Again and again, New Orleans more than meets the biennial halfway. Take the humbling, intoxicating beaded costumes of Victor Harris, called “suits,” on view at the New Orleans Museum of Art. One of several local artists who adds heft to Prospect.1, Mr. Harris is the Big Chief of the Fi-Yi-Yi, a group of Mardi Gras Indians, as well as a practicing shaman. Profuse with hallucinatory patterns and colors and evocations of African masks, his suits derail any closed definition of art or artist, as does seeing him in them, in action, on video and in photographs.
Made at the rate of one a year and unveiled during Mardi Gras, the suits are worn whenever the occasion demands that Mr. Harris call forth a spirit he has named Fi-Yi-Yi. The garments leave no doubt about the high levels of creativity in a city where French, French Canadian, African and American Indian cultures have mixed for centuries.
In one of the most haunting matchups of art and site, works by Rico Gatson, William Kentridge and the duo Bradley McCallum and Jacqueline Tarry have been installed at the New Orleans African American Museum, a beautiful Creole house on Governor Nicholls Street. Working in drawing, photography and animation, the artists explore often painful moments of racial violence, from World War I to the civil rights era to the Rolling Stones’ Altamont concert.
Some site-specific efforts are simply based on received ideas. Takashi Horisaki’s latex cast of a house wrecked by the storm, on view at the Hefler Warehouse on Magazine Street, is inhabited less by the ghosts of Katrina than by Robert Overby and Rachel Whiteread’s casts of domestic architecture.

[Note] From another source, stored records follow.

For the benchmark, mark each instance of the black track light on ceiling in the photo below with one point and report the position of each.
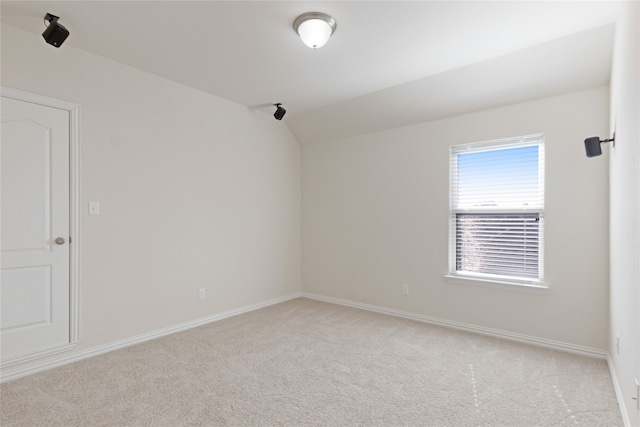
(55, 33)
(280, 112)
(592, 145)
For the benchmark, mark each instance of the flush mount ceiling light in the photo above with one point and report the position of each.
(314, 28)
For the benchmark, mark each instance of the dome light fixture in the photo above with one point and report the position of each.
(314, 28)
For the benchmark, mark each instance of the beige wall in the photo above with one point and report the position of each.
(194, 191)
(375, 216)
(625, 208)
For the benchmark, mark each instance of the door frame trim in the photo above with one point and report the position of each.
(74, 217)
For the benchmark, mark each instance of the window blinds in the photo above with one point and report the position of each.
(497, 205)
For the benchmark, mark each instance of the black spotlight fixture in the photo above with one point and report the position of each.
(280, 112)
(592, 145)
(56, 33)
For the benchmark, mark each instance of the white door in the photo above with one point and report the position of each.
(34, 205)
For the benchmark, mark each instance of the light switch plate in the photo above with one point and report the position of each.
(94, 208)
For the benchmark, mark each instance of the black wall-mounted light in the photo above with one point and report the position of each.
(592, 145)
(56, 33)
(280, 112)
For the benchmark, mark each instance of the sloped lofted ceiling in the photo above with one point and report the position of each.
(389, 63)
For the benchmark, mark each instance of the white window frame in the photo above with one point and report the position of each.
(477, 278)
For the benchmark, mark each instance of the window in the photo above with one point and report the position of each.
(497, 210)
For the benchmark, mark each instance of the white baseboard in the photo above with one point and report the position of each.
(540, 342)
(19, 372)
(619, 395)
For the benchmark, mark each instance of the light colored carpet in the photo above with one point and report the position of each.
(308, 363)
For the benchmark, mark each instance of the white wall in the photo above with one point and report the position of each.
(195, 191)
(375, 216)
(625, 208)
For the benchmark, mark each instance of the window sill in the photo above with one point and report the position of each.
(497, 284)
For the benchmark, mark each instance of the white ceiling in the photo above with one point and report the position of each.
(389, 63)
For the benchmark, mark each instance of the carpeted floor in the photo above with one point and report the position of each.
(308, 363)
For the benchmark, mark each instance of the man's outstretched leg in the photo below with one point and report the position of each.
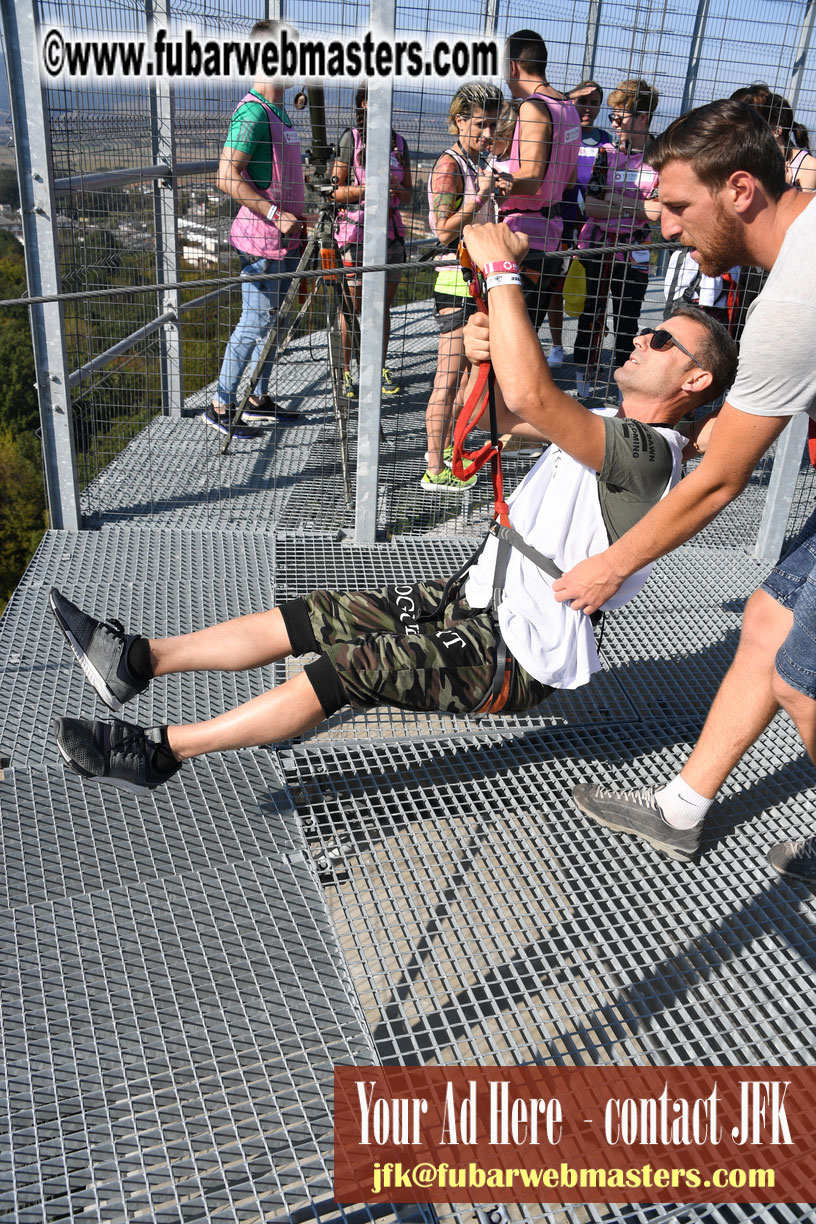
(671, 818)
(120, 665)
(140, 759)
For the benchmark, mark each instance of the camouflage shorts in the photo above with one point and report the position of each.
(382, 655)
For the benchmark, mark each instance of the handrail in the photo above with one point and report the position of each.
(102, 179)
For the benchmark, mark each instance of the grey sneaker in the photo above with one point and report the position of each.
(795, 858)
(637, 813)
(102, 649)
(114, 752)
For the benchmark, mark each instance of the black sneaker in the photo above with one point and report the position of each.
(102, 650)
(222, 421)
(795, 859)
(268, 411)
(114, 752)
(637, 813)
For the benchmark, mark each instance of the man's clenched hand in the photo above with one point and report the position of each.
(477, 338)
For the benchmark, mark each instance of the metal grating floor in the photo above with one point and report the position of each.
(500, 925)
(184, 971)
(169, 1048)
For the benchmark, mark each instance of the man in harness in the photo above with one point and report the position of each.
(432, 645)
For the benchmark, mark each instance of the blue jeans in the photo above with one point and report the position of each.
(261, 300)
(793, 584)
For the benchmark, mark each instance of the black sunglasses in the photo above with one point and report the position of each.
(662, 339)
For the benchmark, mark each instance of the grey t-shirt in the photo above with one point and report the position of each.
(776, 364)
(636, 469)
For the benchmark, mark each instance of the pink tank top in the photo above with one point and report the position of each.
(526, 214)
(256, 235)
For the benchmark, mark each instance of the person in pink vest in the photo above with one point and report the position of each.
(542, 165)
(261, 169)
(619, 205)
(349, 195)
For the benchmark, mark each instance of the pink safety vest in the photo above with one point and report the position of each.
(252, 234)
(349, 229)
(629, 175)
(527, 214)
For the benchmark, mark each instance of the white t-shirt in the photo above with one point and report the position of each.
(776, 366)
(557, 509)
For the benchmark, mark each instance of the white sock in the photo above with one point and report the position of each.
(682, 807)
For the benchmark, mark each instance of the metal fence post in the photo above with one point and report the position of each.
(800, 59)
(787, 463)
(372, 322)
(695, 54)
(165, 222)
(591, 47)
(38, 208)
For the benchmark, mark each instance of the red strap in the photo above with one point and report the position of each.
(466, 463)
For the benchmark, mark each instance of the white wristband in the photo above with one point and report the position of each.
(502, 278)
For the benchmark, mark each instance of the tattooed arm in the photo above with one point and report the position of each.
(450, 213)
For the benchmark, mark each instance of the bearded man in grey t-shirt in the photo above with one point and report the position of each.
(723, 194)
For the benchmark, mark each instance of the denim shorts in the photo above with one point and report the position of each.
(793, 584)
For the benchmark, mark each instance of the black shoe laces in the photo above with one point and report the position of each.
(129, 743)
(114, 629)
(642, 796)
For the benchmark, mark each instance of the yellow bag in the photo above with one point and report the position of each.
(575, 288)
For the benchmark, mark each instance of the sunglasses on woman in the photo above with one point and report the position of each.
(660, 339)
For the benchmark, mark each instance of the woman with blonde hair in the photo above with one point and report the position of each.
(617, 206)
(461, 192)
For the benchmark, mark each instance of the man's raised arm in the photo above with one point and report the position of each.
(737, 442)
(521, 371)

Sebastián Preece’s work is more effective, even if it borders on urban archaeology. He has taken the concrete slabs and footings from a house in the Lower Ninth Ward lost to the hurricane, sliced them up and displayed them, bottom side up, on the water-damaged lower floor of the Tekrema Center for Art and Culture. Some resemble topographical maps, others abstract sculptures. On the undamaged second floor the New York painter Adam Cvijanovic has painted the walls with lavish, slightly oppressive vistas of Louisiana swamps, exaggerating the traditions of wallpaper and mural painting to suggest that nature is ever invasive and always capable of eradicating any human effort.
Seeing Mark Bradford’s enormous “Noah’s Ark” provides a firsthand experience of the eradication in the Lower Ninth Ward, where nothing remains of many houses except lonely stoops and empty lots. Made of old pieces of poster-plastered plywood, the ark rises from one of these lots, forlorn yet indomitable. Its ancient hulk, with its cacophony of decaying advertisements, seems to ridicule the overwrought, seemingly marooned houses commissioned by the actor Brad Pitt that dot the neighborhood.